Two new peregrine falcons and one egg at nesting site atop UMass library



Last modified: Thursday, April 09, 2015

AMHERST — For the first time in a dozen years, a new pair of young peregrine falcons has nested on the top of the W.E.B. Du Bois Library at the University of Massachusetts Amherst.

The nesting site lost the pair that had been there for more than a decade when the male died in January and the female never returned. That pair produced 34 chicks.

The library mounts a camera 12 feet out from the nesting site nearly 30 stories above the ground so that bird lovers can watch the birds as they raise their young during mating season. On Monday the camera showed two new falcons and one egg at the site.

“It’s very, very dear to the whole campus,” said Richard Nathhorst, facilities coordinator at UMass, who mounts the camera every year. “It raises everyone’s spirits when the birds arrive.”

Members of the campus community always watch as the eggs hatch and then as the young birds learn to fly and hunt, and eventually leave the nest, Nathhorst said.

The same two adult birds, identified by bands placed on them by state wildlife experts, had returned year after year to raise new young. Bands are fitted on most peregrine falcons in the state because they are a threatened species. Fewer than 30 nesting pairs are known throughout the state.

It was a blow when the adult male bird that had been nesting there for more than a decade was found injured in January and eventually died. Nathhorst tried to nurse the bird back to health, but the 14-year-old bird died that month.

Most peregrine falcons live to be about 10 years old, according to Tom French, assistant director of the Massachusetts Division of Fisheries and Wildlife.

French believes that the female, who was one year younger than the male, also died, or else she would still be up on the nest site, he said.

Instead, two new birds without identifying bands are using the nest. French believes they are between 2 and 3 years old, but cannot be sure without the bands.

Peregrine falcons used to be on the state endangered species list and all new birds were fitted with bands identifying them. But they were recently downgraded to a threatened species, and the bands are not placed on all birds anymore, according to French.

That means that neither bird hatched at the UMass library site, because all chicks there were fitted with identifying bands.

Nathhorst, a 1979 UMass graduate, said that is a good sign. It means that there are more and more birds in the wild and that the species is repopulating.

French said it would have been nice if they were banded so that his office could know more about the birds. Instead, French will attempt to band the female, which he believes will stick by a nest with young if an intruder comes near. Male birds rarely show that level of bravery, he said.

The last female on the site was “hell on wheels,” according to French.

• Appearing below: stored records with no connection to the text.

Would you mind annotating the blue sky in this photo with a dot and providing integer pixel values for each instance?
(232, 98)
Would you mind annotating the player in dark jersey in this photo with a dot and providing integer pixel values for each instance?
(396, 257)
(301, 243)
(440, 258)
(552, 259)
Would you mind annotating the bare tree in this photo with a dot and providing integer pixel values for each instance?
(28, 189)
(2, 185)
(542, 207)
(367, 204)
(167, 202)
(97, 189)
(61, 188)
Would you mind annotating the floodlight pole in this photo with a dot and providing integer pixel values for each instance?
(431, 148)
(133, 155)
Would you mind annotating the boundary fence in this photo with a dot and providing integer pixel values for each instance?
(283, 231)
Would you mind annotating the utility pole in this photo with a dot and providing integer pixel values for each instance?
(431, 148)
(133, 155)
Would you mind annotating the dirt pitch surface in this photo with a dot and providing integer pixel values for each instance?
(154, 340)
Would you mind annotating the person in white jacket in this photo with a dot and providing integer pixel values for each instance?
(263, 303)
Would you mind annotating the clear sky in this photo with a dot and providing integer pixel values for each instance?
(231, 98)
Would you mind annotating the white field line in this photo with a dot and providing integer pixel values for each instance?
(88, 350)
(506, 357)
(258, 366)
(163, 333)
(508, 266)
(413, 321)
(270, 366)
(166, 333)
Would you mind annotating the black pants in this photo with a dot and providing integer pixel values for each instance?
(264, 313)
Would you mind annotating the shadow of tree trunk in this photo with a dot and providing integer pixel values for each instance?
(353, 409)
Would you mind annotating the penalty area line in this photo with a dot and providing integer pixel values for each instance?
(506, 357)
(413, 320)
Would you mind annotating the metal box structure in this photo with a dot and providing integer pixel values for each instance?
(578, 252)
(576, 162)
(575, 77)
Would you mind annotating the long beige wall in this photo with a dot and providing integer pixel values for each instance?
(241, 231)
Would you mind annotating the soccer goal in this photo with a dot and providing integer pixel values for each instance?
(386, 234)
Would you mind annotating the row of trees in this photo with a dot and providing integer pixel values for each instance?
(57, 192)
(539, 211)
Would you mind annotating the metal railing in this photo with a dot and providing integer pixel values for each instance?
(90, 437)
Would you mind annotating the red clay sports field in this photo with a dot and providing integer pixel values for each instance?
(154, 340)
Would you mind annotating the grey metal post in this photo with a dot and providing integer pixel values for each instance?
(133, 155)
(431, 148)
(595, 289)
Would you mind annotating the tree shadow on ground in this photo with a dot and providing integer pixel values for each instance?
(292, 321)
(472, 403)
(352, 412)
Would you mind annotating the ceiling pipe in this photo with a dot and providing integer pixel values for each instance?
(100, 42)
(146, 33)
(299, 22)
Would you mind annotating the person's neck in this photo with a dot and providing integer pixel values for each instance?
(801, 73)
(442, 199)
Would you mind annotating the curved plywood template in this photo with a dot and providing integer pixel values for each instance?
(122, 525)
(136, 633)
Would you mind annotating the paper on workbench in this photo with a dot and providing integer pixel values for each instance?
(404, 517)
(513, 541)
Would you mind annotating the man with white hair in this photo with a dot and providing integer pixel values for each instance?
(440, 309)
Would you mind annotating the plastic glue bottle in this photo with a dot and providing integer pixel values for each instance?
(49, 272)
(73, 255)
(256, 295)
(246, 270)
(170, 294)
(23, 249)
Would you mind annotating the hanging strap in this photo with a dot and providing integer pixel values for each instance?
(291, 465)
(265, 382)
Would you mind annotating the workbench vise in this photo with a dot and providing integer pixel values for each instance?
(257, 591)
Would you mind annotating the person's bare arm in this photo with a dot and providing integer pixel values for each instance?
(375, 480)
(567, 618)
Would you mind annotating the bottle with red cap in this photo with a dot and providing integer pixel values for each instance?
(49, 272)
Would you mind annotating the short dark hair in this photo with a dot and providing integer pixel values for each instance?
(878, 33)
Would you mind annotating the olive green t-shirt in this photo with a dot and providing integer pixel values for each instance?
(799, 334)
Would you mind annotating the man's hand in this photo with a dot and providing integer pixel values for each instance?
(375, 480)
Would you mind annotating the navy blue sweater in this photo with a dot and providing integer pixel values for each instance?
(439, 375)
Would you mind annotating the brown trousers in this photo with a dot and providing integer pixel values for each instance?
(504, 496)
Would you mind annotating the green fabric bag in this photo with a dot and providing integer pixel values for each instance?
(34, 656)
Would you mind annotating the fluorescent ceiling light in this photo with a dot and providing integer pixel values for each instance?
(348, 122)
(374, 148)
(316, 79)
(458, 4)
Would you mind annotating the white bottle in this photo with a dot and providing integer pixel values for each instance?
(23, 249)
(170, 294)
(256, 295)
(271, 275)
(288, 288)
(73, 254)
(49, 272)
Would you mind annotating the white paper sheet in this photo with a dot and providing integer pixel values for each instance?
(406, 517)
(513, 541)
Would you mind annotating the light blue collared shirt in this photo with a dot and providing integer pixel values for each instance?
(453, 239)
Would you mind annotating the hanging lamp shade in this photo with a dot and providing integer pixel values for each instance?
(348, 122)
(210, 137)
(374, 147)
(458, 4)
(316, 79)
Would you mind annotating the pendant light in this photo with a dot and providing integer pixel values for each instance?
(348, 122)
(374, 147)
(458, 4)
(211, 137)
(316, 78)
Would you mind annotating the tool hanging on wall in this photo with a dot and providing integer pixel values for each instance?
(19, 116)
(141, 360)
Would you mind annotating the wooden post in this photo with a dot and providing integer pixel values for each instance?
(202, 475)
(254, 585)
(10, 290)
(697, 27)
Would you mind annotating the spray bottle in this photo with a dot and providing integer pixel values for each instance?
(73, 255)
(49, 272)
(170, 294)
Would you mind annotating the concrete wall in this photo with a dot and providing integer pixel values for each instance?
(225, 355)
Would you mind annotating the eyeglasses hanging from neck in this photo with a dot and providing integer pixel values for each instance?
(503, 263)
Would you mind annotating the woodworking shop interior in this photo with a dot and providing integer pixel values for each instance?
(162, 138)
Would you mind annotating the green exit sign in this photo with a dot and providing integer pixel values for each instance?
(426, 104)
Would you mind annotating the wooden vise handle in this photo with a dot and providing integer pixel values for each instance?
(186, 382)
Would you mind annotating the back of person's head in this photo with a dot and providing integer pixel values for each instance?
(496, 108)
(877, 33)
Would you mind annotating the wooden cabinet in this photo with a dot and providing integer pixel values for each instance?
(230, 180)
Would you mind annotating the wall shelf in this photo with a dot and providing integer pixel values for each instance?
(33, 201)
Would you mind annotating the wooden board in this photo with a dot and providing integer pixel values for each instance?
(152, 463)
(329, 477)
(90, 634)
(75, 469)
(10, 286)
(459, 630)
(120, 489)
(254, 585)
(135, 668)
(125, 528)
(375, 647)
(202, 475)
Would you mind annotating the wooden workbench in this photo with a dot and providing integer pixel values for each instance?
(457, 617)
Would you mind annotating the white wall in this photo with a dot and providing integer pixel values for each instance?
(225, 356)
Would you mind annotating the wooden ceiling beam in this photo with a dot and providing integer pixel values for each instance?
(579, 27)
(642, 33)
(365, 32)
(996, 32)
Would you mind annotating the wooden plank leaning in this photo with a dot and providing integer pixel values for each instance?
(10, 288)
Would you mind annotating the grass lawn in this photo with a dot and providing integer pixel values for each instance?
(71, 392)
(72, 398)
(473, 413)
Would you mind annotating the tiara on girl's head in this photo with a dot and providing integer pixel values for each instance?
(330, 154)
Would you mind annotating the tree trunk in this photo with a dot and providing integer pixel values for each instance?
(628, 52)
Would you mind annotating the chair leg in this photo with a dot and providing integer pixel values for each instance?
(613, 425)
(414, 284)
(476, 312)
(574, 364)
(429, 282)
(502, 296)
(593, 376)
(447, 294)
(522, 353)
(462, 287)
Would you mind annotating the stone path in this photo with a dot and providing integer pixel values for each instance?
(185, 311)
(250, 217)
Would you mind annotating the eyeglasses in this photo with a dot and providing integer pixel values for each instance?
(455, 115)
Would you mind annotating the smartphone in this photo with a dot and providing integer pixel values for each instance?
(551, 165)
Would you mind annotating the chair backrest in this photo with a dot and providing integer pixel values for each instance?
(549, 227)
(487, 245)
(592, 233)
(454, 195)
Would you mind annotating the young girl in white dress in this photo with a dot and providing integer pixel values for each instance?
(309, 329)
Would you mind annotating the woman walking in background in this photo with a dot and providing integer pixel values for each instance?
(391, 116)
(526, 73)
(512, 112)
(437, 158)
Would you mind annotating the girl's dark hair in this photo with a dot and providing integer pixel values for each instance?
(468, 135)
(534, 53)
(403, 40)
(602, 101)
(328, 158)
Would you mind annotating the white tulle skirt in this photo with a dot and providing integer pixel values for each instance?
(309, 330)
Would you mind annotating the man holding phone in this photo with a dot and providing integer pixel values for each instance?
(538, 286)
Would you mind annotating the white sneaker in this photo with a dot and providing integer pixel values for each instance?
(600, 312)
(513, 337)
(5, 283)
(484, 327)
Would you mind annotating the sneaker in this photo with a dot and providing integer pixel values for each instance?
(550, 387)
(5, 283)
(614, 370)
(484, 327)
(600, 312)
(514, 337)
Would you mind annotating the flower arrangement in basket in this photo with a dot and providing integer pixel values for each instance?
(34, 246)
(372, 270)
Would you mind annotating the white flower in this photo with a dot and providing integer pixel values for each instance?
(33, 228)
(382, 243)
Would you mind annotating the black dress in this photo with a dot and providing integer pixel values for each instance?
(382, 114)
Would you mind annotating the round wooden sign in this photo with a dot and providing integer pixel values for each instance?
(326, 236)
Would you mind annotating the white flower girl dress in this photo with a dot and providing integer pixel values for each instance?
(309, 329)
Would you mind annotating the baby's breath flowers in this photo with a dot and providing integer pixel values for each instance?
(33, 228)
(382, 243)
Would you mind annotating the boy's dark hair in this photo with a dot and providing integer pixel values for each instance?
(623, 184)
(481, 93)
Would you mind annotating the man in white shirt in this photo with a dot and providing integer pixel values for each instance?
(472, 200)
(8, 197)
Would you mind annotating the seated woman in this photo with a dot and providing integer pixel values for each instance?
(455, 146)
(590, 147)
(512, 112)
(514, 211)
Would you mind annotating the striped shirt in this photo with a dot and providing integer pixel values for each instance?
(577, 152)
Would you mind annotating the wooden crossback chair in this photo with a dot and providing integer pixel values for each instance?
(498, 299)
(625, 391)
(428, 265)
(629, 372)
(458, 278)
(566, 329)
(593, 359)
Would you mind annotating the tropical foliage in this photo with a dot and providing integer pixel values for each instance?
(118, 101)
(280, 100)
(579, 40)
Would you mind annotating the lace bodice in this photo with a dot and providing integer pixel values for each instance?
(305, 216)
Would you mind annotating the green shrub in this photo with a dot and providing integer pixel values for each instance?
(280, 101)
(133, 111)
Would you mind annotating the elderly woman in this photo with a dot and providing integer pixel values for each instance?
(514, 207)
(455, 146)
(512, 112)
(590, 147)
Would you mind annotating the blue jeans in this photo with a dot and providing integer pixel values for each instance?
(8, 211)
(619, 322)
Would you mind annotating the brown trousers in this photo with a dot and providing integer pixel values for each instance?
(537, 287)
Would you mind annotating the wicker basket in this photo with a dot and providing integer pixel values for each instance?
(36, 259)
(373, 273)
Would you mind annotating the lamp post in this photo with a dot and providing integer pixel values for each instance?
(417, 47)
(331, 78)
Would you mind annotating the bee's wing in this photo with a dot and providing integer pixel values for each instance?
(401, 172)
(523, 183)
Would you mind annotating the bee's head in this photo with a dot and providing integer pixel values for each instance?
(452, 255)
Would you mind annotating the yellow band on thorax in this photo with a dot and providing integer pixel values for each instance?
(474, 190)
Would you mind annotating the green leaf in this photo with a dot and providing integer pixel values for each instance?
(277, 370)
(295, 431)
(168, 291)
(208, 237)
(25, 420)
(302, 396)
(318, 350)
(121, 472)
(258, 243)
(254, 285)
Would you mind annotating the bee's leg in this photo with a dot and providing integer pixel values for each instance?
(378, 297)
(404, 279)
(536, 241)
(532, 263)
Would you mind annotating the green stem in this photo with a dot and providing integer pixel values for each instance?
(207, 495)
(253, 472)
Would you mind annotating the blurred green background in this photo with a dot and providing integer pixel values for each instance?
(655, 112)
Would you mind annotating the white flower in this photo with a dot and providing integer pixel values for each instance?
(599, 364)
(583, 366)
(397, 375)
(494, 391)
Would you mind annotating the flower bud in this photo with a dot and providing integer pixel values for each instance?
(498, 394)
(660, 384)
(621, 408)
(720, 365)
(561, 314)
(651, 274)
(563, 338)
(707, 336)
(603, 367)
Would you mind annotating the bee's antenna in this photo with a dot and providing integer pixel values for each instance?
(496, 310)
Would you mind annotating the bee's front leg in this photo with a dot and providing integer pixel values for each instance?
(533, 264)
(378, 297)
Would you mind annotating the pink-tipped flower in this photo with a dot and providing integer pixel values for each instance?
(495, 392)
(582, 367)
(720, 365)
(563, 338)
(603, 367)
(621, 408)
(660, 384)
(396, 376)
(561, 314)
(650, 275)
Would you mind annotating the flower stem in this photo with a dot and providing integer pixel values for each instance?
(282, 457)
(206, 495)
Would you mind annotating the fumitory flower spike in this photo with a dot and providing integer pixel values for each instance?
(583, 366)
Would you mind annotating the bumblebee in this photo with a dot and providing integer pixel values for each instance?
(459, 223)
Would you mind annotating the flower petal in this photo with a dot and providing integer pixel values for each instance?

When he would try to place bands on the young in the nest in previous years, that female would grab his arm each time.

Peregrine falcons are never found in great numbers. In the metropolitan Boston area, there are eight pairs, and that is about as densely populated as they get, according to French.

When there are many of them, the birds eventually fight one another for prime spots, including the top of the W. E. B. Du Bois Library, French said.

Nathhorst said placing the camera to view the birds is a four-person job. The cantilevered structure, complete with tension cables, is an arm that holds the camera so it gets a “falcon-eye view” of the nest, Nathhorst said.

Unfortunately, the arm has been struck by lightning multiple times. This has no effect on the structure or the nest, but it tends to fry the camera, he said.

Peregrine falcons nest on cliff-like structures, and never bring any extra materials to the nest. They simply use what is there, laying eggs in dirt on the cliff-top, or the top of the building, according to French.

Known as wanderers, peregrine falcons are found throughout the world.

If the state is able to double its population, the bird could be taken off the threatened species list as well, French said.

The egg sitting near the top of the UMass library may well contribute to that.